Along side FPGA development I am also interested in Microprocessors, especially those which can be used for edge applications. A few weeks ago I saw an article in Hackster.io news about the new Coral Dev Board Micro from google. It is the latest in the range of google Coral development boards which stretches from the Dev Board to the Dev Board Mini and USB Accelerator.


While the Dev Board and Dev Board Mini provide developers with a embedded processing solution which provides developers with video / audio capability and wireless connectivity. The Dev Board Micro is intended for much smaller deployments where video and networking may not be required.


Regardless of the type of dev board selected they are all provided with the same same Tensor Processing Unit coprocessor which is capable of 4 Terra Operations Per Second when using INT8 representation.


One of the differences between the Dev Board and Dev Board Mini is that they use a Debian based Linux OS, while the Dev Board Micro uses FreeRTOS.


In this blog we are going to look at how to get up and running with the Coral Dev Board Micro and its initial application which is person detection.

The Coral Dev Board Micro provides the developer with dual core Arm Cortex M7 and M4 cores in a NXP i.MX RT1176 MCU. Within this processor the M7 core is operating at 800MHz while the M4 is running at half that rate of 400MHz. Internally the processor provides 2 MB of SRAM while the board contains 64 MB of SDRAM and 1 GB of flash.


Sensor wise the Coral Dev Board Micro provides developers

  • 324 x 324 pixel colour camera

  • Pulse Density Modulation Microphones

  • 1 User button

  • 1 User LED

To provide expansion or integration with carrier cards or custom hardware, two board to board connectors are provided on the bottom of the board. To further aid expansion and prototyping the edge of the board has two GPIO headers which break out digital, analogue and power pins


One of the nice things about the Coral Dev Board Micro is that we are able to develop its applications using either FreeRTOS while also offering compatibility with Arduino.

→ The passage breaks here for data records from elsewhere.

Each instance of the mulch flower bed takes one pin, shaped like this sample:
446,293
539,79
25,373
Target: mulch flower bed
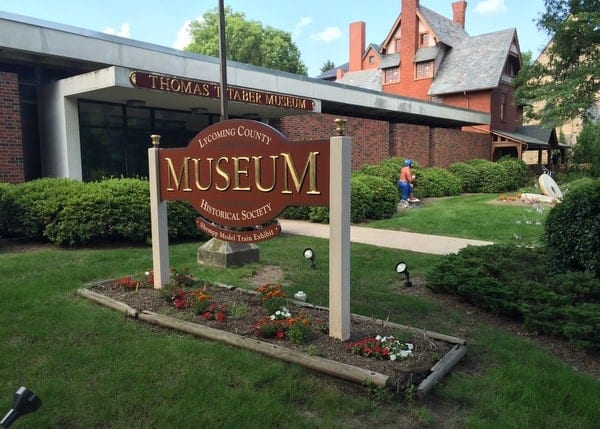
374,345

ML models can be deployed on either the processor or the TPU using TensorFlowLite for Microcontrollers.


At the heart of the software solution is the coralmicro library which provides APIs for working with the sensors on board and to work with the TPU.


To get started developing applications for the Coral Dev Board Micro we need a Linux or MacOS computer which has Python 3 Installed.


The out of the box example provides a person detection ML inference running on the M7 core (not the TPU). Re creating this is the best approach to pipe cleaning our development environment.


The application we want to recreate is located on github, the first step is to clone the repository and the all its submodules.


git clone --recurse-submodules -j8 https://github.com/google-coral/coralmicro



Once these repos have been cloned the next step is to set up the development environment. A setup.sh script is provided to support this.

This will configure all of the build tools which are needed to build the example applications.


We can build all of the examples provided by running the bash script build.

Once the builds are completed we can connect the Coral Dev Board Micro over its USB C connector and flash the application using the command

python3 scripts/flashtool.py -e detect_faces

We can download any of the examples we just built using the same command. You can find the example applications under build examples directory.


The detect face application, outputs a message over the UART when it detects faces along with a confidence. To be ale to see this you need a logic level USB UART cable and to solder on headers to the development board.

Connecting to the UART we can then see the output of the person detection algorithm as it runs.

One thing we can do with the Coral Dev Board Micro is cascading models such that they are implemented on all three cores which are used. This enables models to cascade information between models on the MCU cores.


I will take a look at this in more detail in another blog soon, as it will provide a good basis for looking at the thermal and power consumption of the Coral De Board Micro when it is running the TPU.